I love to read, so I thought I would start doing some book reviews to put here. I plan to do book reviews every week. If you would like to submit a book review for posting, feel free to contact me using the contact information here and in my profile.


Review of The Queen’s Confession

By Kathy Foust

This fictional biography by Victoria Holt offers a glimpse into the personal thoughts and life of Marie Antoinette. This tale of personal correspondence, fears, faults and relationships begins in the early teen years of Marie Antoinette, whose name was changed from Maria Antonio, signifying the transition from an Austrian child to the Queen Marie Antoinette of France.

This journey is not only about the life of the Queen of France, known for her spending habits and haughty attitude, but about France itself as the country changes from one of hope to the beginning and end of the French Revolution. From the crowning of the King who could not perform husbandly duties to the death of 2 out of 4 of the royal couple’s children as well as the beheading of the King himself, this account of the life of Marie Antoinette is written in such a way that the reader is carried along through family relationships, forbidden love and a misunderstood Queen of France.

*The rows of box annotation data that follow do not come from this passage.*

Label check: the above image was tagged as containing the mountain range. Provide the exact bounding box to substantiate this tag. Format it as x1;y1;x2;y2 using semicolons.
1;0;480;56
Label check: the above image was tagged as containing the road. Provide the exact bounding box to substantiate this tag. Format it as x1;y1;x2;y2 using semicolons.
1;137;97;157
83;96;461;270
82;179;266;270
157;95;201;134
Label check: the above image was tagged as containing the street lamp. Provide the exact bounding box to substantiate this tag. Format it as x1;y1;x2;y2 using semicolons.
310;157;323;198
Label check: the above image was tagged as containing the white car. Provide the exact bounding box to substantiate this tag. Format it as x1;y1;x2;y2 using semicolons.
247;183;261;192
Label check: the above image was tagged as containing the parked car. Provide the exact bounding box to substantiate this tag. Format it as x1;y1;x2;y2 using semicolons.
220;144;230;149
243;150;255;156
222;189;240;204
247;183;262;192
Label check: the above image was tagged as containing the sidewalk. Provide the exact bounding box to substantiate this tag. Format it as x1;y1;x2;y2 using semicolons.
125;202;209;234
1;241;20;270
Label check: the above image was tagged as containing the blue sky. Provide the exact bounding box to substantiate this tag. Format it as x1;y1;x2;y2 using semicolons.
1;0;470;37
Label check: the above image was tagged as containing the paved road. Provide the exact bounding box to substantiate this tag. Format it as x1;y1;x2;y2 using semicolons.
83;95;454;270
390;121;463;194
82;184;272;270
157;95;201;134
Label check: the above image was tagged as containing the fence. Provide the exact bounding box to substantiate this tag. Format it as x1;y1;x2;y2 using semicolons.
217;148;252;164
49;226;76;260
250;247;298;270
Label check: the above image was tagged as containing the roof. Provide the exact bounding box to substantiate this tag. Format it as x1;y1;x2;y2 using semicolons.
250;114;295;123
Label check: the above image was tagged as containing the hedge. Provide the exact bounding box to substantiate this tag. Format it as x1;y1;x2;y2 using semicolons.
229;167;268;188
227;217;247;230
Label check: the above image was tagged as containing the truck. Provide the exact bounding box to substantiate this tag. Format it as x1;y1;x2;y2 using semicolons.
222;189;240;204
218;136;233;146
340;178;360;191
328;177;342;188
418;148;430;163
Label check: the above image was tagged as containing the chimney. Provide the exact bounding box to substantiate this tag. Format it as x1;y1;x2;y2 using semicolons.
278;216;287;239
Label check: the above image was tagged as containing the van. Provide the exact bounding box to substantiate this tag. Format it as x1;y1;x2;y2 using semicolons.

The story begins with a young child and ends with Marie Antoinette seemingly writing her own history as she waits for judgment from the people, a judgment that will place her neck under the axe even as she maintains her dignity and duty to her people. This is not just a tale of a Queen, but of a woman whose downfall was sparked off by her innocence in an affair involving an extravagant necklace. A life of royalty and extravagance built a reputation that could only end in tragedy.